Hey you! Yeah you! I’m raising money for Act for Change, and in exchange I’ll drunk watch Gods of Egypt and chronicle my suffering for your enjoyment. Details here.

I don’t even do the horror thing, why do I keep watching these movies? It’s all David Annandale‘s fault, basically.

I saw this trailer for The Witch some months ago, and my immediate reaction was
tumblr_m641p2JoAH1qbl202
Because gosh that looks scary and tense and I bet there aren’t any fart jokes. (I was right. There aren’t.) But then David started retweeting all sorts of interesting pieces about the film, about it being different and comparing it to It Follows and FINE. I got curious.

I didn’t think it was as scary as It Follows. I saw the movie with Sunil because he is a god among men, and did not actually attempt to burrow into him until about twenty minutes from the end. Which as horror movies go for me is pretty tame. No jump scares, which I appreciate. But the tension in the film was just unending once it got rolling.

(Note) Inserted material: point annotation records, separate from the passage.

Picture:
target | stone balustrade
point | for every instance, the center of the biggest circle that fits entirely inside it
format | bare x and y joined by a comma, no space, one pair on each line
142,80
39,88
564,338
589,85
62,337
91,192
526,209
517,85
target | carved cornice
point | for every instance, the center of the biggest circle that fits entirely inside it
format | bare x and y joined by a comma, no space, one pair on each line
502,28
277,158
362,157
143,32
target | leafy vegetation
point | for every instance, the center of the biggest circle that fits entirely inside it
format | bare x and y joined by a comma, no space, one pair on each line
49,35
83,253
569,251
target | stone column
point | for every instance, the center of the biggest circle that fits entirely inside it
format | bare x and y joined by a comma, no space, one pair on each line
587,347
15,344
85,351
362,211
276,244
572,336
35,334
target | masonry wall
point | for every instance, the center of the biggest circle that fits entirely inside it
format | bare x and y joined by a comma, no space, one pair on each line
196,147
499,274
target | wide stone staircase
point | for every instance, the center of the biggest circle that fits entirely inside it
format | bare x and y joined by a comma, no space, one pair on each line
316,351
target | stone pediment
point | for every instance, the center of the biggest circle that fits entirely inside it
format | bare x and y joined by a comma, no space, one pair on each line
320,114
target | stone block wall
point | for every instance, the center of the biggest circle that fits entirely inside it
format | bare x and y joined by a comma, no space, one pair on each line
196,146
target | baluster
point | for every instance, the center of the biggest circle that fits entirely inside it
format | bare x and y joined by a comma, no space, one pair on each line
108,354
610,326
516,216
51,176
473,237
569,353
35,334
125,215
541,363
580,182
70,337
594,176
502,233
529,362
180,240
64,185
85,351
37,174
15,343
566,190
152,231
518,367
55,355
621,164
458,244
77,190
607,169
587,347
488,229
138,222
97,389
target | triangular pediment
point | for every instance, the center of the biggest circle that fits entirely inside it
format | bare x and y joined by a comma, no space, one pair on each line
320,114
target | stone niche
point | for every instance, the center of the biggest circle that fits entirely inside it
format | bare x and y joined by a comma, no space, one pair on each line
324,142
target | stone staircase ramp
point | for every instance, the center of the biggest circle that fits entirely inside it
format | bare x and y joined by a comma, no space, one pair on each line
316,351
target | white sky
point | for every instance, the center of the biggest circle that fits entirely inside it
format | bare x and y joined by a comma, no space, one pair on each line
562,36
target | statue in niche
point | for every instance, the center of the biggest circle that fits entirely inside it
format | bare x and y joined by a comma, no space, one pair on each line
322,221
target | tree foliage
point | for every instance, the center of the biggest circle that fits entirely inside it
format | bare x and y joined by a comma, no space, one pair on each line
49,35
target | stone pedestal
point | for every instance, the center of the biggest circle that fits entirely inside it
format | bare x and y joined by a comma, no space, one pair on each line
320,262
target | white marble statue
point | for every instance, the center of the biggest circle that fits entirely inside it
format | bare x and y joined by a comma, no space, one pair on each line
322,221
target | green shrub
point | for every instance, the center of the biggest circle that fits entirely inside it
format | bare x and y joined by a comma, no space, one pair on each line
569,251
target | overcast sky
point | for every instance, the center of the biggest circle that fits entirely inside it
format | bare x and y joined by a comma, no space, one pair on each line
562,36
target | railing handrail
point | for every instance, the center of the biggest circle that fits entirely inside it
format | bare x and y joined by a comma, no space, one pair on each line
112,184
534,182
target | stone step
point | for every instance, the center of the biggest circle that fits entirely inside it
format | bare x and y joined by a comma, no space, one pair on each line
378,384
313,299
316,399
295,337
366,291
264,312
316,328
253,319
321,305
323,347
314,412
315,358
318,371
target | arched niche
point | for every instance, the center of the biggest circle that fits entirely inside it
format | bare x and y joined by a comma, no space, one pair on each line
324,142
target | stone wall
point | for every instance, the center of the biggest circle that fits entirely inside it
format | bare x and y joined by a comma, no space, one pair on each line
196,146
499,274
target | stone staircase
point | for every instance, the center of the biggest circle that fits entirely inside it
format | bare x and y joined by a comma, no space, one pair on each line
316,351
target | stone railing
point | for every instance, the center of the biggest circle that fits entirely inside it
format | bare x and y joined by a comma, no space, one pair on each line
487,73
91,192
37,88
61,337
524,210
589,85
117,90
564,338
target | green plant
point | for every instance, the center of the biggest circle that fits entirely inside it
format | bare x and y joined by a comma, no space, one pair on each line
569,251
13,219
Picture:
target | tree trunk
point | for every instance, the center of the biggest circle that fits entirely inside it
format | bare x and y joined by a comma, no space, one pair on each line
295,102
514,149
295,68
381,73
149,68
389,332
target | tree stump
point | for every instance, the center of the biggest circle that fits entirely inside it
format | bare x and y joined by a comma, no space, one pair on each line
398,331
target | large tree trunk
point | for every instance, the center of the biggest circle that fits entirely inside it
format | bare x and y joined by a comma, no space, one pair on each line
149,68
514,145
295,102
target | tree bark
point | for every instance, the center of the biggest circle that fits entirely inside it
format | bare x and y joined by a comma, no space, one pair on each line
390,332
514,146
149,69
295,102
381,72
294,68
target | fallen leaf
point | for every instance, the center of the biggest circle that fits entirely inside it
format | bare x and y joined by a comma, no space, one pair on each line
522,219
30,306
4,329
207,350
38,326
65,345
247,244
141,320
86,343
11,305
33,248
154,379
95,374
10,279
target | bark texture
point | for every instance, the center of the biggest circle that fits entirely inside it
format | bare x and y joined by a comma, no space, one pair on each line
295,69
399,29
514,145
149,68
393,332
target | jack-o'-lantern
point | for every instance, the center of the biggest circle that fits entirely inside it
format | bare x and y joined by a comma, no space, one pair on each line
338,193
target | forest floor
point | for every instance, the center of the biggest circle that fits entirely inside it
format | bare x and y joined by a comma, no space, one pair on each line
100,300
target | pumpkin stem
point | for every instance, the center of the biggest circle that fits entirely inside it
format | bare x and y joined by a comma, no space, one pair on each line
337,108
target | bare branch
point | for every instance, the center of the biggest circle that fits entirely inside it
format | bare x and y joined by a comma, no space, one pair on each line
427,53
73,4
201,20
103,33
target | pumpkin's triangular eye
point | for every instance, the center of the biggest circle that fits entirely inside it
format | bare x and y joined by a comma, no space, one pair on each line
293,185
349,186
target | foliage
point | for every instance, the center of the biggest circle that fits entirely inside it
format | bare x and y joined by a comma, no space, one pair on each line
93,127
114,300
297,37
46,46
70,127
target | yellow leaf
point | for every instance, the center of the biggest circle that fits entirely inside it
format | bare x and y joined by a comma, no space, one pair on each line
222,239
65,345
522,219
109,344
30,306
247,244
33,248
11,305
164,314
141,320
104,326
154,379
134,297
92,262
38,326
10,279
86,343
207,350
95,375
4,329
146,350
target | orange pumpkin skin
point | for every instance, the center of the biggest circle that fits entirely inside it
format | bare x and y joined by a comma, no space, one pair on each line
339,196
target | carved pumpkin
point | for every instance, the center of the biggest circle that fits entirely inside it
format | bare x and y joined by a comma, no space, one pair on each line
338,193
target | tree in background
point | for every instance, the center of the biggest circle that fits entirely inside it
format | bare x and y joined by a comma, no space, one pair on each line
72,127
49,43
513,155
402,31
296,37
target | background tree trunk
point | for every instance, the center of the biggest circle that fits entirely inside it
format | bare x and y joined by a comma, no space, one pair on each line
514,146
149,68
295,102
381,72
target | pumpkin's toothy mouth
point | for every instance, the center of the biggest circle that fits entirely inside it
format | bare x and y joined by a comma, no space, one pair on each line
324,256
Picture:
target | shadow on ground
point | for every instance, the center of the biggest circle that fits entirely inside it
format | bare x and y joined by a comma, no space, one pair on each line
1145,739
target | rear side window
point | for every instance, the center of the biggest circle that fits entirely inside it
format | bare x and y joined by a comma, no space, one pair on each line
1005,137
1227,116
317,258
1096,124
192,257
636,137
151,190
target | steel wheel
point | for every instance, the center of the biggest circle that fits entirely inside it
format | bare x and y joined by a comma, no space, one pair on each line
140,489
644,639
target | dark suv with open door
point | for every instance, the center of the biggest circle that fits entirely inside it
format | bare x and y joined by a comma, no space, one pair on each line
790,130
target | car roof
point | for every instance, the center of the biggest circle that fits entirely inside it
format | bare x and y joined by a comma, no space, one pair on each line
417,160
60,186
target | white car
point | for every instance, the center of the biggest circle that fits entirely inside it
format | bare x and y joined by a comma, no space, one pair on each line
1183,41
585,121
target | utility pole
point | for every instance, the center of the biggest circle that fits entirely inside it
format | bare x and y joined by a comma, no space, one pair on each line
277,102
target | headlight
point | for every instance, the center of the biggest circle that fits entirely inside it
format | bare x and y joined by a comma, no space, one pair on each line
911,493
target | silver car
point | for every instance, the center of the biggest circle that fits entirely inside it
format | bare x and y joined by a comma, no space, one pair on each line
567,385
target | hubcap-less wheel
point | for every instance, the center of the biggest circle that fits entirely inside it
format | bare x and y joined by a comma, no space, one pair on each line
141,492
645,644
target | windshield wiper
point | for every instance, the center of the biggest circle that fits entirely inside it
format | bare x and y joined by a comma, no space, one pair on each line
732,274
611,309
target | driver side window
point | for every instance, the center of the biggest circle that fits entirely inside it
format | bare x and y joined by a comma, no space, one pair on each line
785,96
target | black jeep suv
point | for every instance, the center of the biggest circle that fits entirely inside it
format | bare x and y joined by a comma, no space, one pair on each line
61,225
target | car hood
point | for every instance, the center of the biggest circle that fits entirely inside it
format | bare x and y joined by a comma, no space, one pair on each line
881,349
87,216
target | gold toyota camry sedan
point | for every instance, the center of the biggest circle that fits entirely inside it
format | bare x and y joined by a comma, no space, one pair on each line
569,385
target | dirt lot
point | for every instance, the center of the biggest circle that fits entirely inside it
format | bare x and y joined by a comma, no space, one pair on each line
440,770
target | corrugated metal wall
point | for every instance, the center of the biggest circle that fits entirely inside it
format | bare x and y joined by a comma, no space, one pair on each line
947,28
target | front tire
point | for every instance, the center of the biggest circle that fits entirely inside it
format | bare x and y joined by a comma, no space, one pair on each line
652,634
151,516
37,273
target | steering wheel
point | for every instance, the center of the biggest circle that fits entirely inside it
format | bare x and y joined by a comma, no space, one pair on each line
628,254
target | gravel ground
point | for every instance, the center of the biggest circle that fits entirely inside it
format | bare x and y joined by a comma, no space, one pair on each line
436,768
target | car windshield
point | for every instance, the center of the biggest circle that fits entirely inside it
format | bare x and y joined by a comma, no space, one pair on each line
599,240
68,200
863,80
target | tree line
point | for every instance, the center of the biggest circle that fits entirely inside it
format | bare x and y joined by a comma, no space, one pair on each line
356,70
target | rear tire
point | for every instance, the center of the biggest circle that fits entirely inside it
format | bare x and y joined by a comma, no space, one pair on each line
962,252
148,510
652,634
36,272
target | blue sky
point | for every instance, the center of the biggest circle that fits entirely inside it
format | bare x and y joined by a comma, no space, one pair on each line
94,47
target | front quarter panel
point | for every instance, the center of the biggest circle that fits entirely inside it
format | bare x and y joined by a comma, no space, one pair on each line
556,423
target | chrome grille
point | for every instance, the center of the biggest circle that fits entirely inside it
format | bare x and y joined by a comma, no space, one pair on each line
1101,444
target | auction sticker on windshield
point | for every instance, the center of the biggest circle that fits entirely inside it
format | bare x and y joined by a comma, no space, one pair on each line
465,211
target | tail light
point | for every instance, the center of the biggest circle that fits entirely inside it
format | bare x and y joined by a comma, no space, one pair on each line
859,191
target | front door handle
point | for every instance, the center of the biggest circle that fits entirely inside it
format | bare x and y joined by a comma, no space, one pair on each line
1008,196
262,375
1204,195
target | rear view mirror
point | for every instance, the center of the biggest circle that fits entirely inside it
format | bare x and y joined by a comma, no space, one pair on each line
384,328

Plot is simple: family gets kicked out of their Puritan village because dad doesn’t agree with the elders 100% on religion. They strike out into the wilderness to make a new home for themselves. Times are hard, and bad things keep happening, and happening, and happening, and then shit really goes sideways.

Several things were striking about this film. First off, despite the reason for the family being out by the creepy woods being religious differences, the patriarch of the family isn’t the villain; he’s religiously not any wackier than the rest of the Puritans at the time, as far as I could tell. The family is one of generally good people who make little mistakes such as lying to each other in an effort to avoid conflict, that balloon into terrible familial conflict later.

Much has been made about the historical accuracy depicted. As a non-expert, I can’t confirm or deny this, but it certainly feels like the work’s been put in to make this feel like we’re just following a 17th century Puritan family around. The language and accents took me about 10 minutes to get used to, because it was very different from modern American English. That was actually pretty cool.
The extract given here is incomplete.